En gommant le Sénat du paysage politique belge, l’Etat épargnerait près de 45 millions d’euros. Ce n’est pourtant pas la principale raison de sa mort annoncée.
Supprimer le Sénat? L’idée est dans l’air depuis des années. Mais elle se précise désormais sur le plan politique, même si l’affaire est loin d’être conclue. Les partis de la majorité se sont mis d’accord sur le principe. Il leur faudra toutefois arracher une majorité des deux tiers, donc des voix sur les bancs de l’opposition, pour que le texte passe. Celui-ci devra aussi être approuvé par la Chambre et par le Sénat. Ce qui revient à dire que les sénateurs, au moment du vote, signeront leur hara-kiri.
Accusé d’être désormais une coquille vide, alors que ce sont les gouvernements successifs qui l’ont peu à peu privé de missions, le Sénat pourrait donc disparaître du champ politique belge qu’il occupait depuis 1831. A l’heure où le gouvernement fédéral tente de boucler un budget pour 2026, certaines voix se font entendre, pour qui toute mesure d’économie est bonne à prendre. Or le Sénat coûte quelque 45 millions par an au budget de l’Etat. Une paille par rapport aux dix milliards que l’exécutif de Bart De Wever recherche depuis des semaines. L’argument financier n’est donc pas celui qui pèsera le plus au moment de décider, ou non, de se passer à l’avenir de la deuxième chambre parlementaire du pays.

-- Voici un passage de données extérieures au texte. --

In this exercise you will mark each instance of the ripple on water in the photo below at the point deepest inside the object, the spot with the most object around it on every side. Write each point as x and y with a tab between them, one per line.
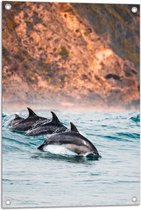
111	180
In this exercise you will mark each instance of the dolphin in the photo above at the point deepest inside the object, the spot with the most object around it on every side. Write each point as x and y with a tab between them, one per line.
47	127
27	123
71	140
16	120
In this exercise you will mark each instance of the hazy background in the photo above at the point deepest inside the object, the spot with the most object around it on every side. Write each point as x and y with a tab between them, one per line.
70	55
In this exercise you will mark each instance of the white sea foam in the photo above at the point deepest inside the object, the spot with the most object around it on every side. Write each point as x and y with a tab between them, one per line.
58	149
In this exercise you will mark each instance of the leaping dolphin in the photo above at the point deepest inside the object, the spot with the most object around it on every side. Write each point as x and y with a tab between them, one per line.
16	120
27	123
47	127
71	140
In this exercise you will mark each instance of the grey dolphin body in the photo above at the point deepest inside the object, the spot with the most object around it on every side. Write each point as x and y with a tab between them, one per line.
27	123
47	127
73	141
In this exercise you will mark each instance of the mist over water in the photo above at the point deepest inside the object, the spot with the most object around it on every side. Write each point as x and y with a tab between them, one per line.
32	178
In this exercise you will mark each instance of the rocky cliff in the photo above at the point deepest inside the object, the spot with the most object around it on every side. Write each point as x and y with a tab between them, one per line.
70	54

Un petit tour dans le texte consacré à la dotation du Sénat, voté en novembre 2024, permet d’en apprendre beaucoup sur les dépenses de cette assemblée aux sièges de velours rouge. L’exercice clôturé le 30 juin 2024 fait ainsi état de dépenses à hauteur de 45,7 millions d’euros, en déficit de 2,5 millions. En 2025, une dotation de 44,6 millions d’euros était prévue.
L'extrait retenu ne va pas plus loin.